Mosselen
Dinsdag 28 Oktober 2008 om 23:09Nederland is één van de grootste mosselproducenten ter wereld. Nederlandse mosselen worden gekweekt in de westelijke Waddenzee en in de Oosterschelde. Deze gebieden staan in open verbinding met de Noordzee. De grondstof voor mosselkweek is mosselzaad. Mosselzaad wordt verkregen door mosselzaadvisserij.
Het gevangen mosselzaad wordt uitgezaaid op de percelen, de zogenaamde kweekpercelen. Op deze onderwaterakkers groeit het zaad in een jaar uit tot de zogenaamde “halfwasmosselen”. Ze hebben dan een lengte van 2-3 centimeter. Deze halfwasmosselen worden opnieuw opgevist en uitgezet op percelen waar het voedselaanbod, in de vorm van natuurlijk plantaardig plankton, optimaal is. Daar groeien de mosselen op tot een marktwaardig consumptieproduct. Ofschoon er sprake is van een cultuur zijn de mosselkwekers afhankelijk van de grillen van de natuur. Stroomsnelheid, storm en ijsgang kunnen de kweek en uiteindelijk de productie nadelig beïnvloeden. Maar ook de aanwezigheid van zeesterren of pokken zijn van invloed op het kweekproces.

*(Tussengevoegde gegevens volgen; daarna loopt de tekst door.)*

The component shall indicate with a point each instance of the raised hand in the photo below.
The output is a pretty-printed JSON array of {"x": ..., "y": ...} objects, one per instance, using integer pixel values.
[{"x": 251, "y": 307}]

Vroeger waren er alleen mosselen te koop als er een ‘R’ in de maand was. Dat had alles te maken met het transport. De mosselen zijn in juli voor consumptie gereed maar die periode was te warm om de mosselen naar de Randstad of naar België te vervoeren. Tegenwoordig, met de gesloten koelketen van schip tot winkel, kan men de mosselen al in de zomer kopen. Mosselen kan men, net als oesters, rauw eten alhoewel het wel een karwei is om de schelpen stuk voor stuk met een scherp mes open te maken. Eenvoudiger is het om de mosselen kort te koken. Zodra de schelp open gaat is de mossel klaar om opgediend te worden. Zij hebben dan nog de frisse, zilte smaak. Als men mosselen te lang laat koken worden ze taai en donkerbruin. Ondanks - of misschien wel dankzij - het feit dat mosselen steeds duurder worden ziet men ze steeds vaker op de menukaart. Een mossel is vetarm en eitwitrijk, vet 1%; eiwit 13%.

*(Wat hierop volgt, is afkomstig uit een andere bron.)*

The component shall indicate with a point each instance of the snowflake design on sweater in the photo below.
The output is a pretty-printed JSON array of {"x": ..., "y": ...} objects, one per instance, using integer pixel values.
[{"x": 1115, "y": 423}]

Deze turbomossel is beeldbepalend voor het mosseldorp, Bruinisse.
Naast de bodemcultuurmosselen bestaat er ook de hangcultuurkweek zoals hier bij Bruinisse.
Met op de achtergrond de Philipsdam met de technisch ingewikkelde Krammersluizen. Deze sluizen werken zodanig dat er nauwelijks uitwisseling is van zoet en zout water.
Een net op een mosselkotter.
Ik heb zelf nog nooit mosselen gegeten. De kenners zeggen dat het lekker is. Ik heb het nog niet aangedurfd....
De laatste jaren is er een strijd gaande tussen de mosselkwekers en natuurorganisaties.
,,Als het kan gebeuren dat we moeten verdwijnen, is dat een bewijs dat Nederland geregeerd wordt door een stelletje milieufundamentalisten. De Waddenvereniging is nota bene mede door de mosselkwekers zelf opgericht met de slogan: ‘Wees wijs met de Waddenzee’. Hoe kun je nou als mosselkweker meer dan 100 jaar iets vernielen? Ze vissen op een ‘postzegel grond’ en graven niks af. Onze mannen zijn te lang veel te net geweest en nu helemaal murw gemaakt. De mensen in het land zouden meer van de visserij in de natuur en het Nederlandse erfgoed af moeten weten. De meeste kinderen weten nu al niet eens meer dat de melk uit een koe komt! Ondertussen worden wij aan de beul overgeleverd.’’
Ik had mij tot voor kort nooit verdiept in het mosselverhaal. De laatste week heb ik uren op internet gesurfd en gelezen over de mosselteelt.
Als ik kijk hoe natuurorganisaties soms kunnen doorslaan en hoe de politiek met deze zaken omgaat, heb ik toch de neiging om mij te scharen achter het bovenstaande verhaal van de echtgenotes van mosselvissers.